A capacidade de alternar entre esses dois ciclos é um dos fatores que torna a Hymenolepis nana um parasita de fácil disseminação.
Localização:
· Adultos: no intestino delgado do hospedeiro (tanto no ciclo indireto como no direto fica na luz do intestino do hospedeiro vertebrado)
· Larvas cisticercóides: nas vilosidades intestinais do HD (ciclo direto) ou na cavidade celomática do HI (ciclo indireto
e curto
forma larval (cisticercoide)
A bolha arredondada é a vesícula larval; dentro dela já se forma o escólex invaginado (a “cabeça” da futura tênia).
Quando a larva sai da vilosidade ou é ingerida a partir do inseto, o escólex se evagina (se vira para fora) e fixa-se no intestino para formar o adulto.
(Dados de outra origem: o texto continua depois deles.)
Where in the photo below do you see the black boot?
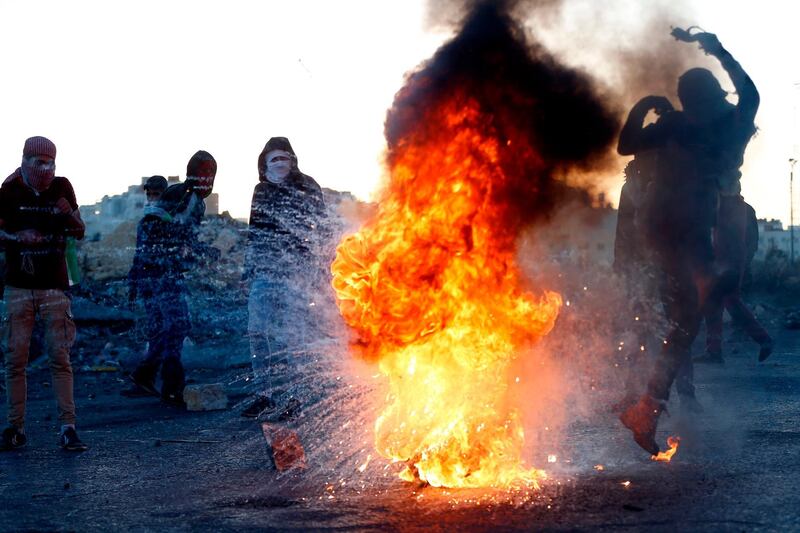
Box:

À esquerda: imagem ampliada mostrando o escólex (cabeça da tênia).
· Tem quatro ventosas e um rostro com ganchos (rostelo armado), usado para fixação.
→ setas indicando cisticercoides (fase larval da H. nana) que estão dentro das vilosidades intestinais do hospedeiro (ciclo direto). Isso mostra a fase em que a oncosfera penetrou na mucosa e está em desenvolvimento antes de virar adulto.
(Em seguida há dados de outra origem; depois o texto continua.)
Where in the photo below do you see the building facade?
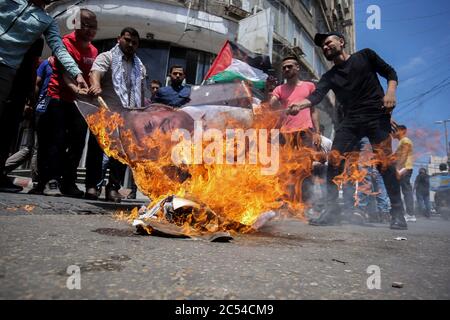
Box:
[41,0,355,184]
[48,0,355,132]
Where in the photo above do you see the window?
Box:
[300,30,314,66]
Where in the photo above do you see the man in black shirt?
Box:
[288,32,408,230]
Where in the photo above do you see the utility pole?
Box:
[434,119,450,163]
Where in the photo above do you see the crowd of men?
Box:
[0,0,442,230]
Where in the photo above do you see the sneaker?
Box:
[61,183,84,198]
[84,188,99,200]
[0,175,23,193]
[43,179,62,197]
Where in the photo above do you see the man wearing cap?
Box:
[288,32,408,230]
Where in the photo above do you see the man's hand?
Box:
[313,133,322,148]
[75,73,88,90]
[89,85,102,96]
[391,119,398,134]
[286,103,309,116]
[383,90,397,112]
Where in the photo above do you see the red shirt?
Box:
[272,81,316,132]
[47,31,98,102]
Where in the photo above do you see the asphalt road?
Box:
[0,193,450,299]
Essa invasão pode causar atrofia das vilosidades, inflamação e até hemorragia leve, o que explica sintomas intestinais como dor abdominal, diarreia e má absorção em infecções intensas.
Hymenolepis diminuta
Parecida com a H. nana mas não tem ciclo direto (sempre precisa de hospedeiro intermediário → insetos como besouros e pulgas) – HI besouro é mais comum
· H. nana: ciclo direto e também indireto.
· H. diminuta: ciclo apenas indireto (heteroxênico).
FAMÍLIA TAENIA
Gênero: taenia spp.
Taenia ovis, T. hydatigena, T. multiceps
· Cestóides adultos (tênias) parasitam canídeos (cão doméstico, raposas, lobos) → HD
· Escólex com rostelo armado e não retrátil com 4 ventosas
· Estróbilo com proglótides de forma retangular com poros genitais unilaterais alternados (o poro genital aparece num lado da proglótide e no segmento seguinte aparece do lado oposto (alternância lateral))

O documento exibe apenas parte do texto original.